Well, the NFL can’t sell it. Promoting merch that mocks one of your franchises is bad business. And the NFL has strict protocols to ensure that the products will never reach the general public, so you won’t see fans trolling the runners-up on Instagram, and you won’t find the gear on eBay.

Before 1997, after the final whistle, the bum merch was destroyed. Then, World Vision—an evangelical organization that fights poverty in more than 100 countries—approached the league with a different solution: Rather than sending it to the landfill, they said, why not ship the losing team’s gear to people in countries and communities where the need for clothing is far greater than the need to celebrate?

So that’s what they did. For nearly 20 years, World Vision worked with the NFL to distribute thousands of unused but high-quality shirts, hats, and sweatshirts to communities in need.
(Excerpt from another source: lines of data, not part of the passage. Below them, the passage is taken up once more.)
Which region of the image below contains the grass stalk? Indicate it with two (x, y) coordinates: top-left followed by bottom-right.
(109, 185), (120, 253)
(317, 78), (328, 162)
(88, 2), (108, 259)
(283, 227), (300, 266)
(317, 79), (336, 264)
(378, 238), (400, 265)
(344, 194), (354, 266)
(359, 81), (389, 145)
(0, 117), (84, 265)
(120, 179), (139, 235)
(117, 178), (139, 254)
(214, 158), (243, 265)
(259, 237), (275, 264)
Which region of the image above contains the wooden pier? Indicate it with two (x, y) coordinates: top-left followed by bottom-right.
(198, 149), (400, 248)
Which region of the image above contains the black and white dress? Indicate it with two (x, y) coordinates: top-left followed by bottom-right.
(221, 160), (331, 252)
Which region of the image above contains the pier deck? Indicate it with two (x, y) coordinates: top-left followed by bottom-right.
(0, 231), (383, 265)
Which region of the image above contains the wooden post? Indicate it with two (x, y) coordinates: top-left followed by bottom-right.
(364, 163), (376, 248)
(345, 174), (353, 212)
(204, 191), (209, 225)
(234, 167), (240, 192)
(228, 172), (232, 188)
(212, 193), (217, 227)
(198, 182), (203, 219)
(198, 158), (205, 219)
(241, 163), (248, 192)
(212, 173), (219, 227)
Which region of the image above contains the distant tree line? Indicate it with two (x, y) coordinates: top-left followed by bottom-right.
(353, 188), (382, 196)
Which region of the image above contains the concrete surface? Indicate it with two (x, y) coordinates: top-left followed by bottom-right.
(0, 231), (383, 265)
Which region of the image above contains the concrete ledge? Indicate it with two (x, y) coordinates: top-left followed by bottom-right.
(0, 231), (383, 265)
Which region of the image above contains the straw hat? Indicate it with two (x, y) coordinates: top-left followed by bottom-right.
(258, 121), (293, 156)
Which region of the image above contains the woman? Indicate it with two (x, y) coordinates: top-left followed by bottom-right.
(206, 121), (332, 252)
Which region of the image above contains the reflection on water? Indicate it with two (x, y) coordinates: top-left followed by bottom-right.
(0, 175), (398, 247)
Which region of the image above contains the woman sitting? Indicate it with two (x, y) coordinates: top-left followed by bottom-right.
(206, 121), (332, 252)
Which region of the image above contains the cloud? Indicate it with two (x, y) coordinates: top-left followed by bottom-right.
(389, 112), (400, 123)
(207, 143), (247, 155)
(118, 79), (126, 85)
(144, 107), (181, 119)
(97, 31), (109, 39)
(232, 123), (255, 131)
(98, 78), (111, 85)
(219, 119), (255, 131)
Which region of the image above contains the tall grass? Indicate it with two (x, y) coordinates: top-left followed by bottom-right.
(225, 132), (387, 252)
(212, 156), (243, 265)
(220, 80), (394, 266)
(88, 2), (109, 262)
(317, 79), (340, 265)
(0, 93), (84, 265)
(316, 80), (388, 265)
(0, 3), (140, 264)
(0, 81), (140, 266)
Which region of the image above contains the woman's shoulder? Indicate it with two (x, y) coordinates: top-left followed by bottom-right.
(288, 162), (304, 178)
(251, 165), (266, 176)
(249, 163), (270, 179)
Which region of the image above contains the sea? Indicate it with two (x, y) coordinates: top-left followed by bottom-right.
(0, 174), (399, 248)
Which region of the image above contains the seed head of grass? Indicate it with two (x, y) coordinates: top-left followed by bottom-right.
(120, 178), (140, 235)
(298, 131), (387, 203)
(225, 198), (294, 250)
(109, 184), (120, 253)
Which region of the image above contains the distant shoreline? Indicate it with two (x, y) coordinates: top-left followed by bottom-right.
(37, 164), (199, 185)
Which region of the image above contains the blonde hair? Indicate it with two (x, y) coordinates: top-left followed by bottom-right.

In 2015, Alexandria, Virginia-based nonprofit Good360 took over.

“Sunday evening when the whistle blows, the NFL wants to make sure whoever wins has at their fingertips a hat or a T-shirt,” Good360 CEO Romaine Seguin said. “So we aggregate the non-winner merchandise and get it into the hands of a child who can use the hat to keep the sun out of their eyes, or a shirt to keep them warm at night.”

The process begins well before we find out who will be playing in the Super Bowl. The NFL and Good360 work together to come up with a list of countries where items could be sent. In past years, it has gone to El Salvador, Haiti, Zambia, Nicaragua, and Romania, among other destinations. This year, according to Seguin, the gear will likely head to the Middle East or somewhere in Africa where the need is great.

Once a championship game ends and a winner emerges, the NFL then gives retailers instructions to send the losing team’s merch to a distribution center on the East Coast, where Good360 then distributes it internationally through various global partners. According to Seguin, it takes roughly seven to 14 days for the product to reach its final destination.


It’s a covert operation. Both the league and Good360 go to great lengths to make sure collectors and domestic fans don’t get their hands on the losing team’s swag, which could end up as either novelty or collector’s items. One T-shirt from 1989 proclaiming the Cincinnati Bengals Super Bowl XXIII champions—labeled as a “misprint”—was listed on eBay in 2022 for $10,000. To avoid this, Good 360 works only with pre-vetted partners that adhere to strict compliance standards.

The NFL partnership is an extension of the work Good360 already does. It partners with donors that have excess goods, typically due to supply chain issues or return issues, repurposing those goods and distributing them to families in need. In the 40 years since its inception, the nonprofit has sourced over $18 billion worth of essential goods like clothing, personal care, housewares, furniture, toys, and more, impacting more than 100 million people in the process. This season marks Good360’s 10th year working with the NFL, and it has a similar partnership with Major League Baseball.

“I think it’s a great commitment on NFL to be sustainable,” Seguin said. “That’s why they continue to work with us. We both have the mission of sustainability and we both have the mission of getting the non-winners’ items into the hands of those with the greatest need.”

So if your team makes it to a championship game and comes up short, you can accept the worthy consolation that while they won’t have a championship to commemorate, somewhere far away, families and children in need will have a reason to celebrate.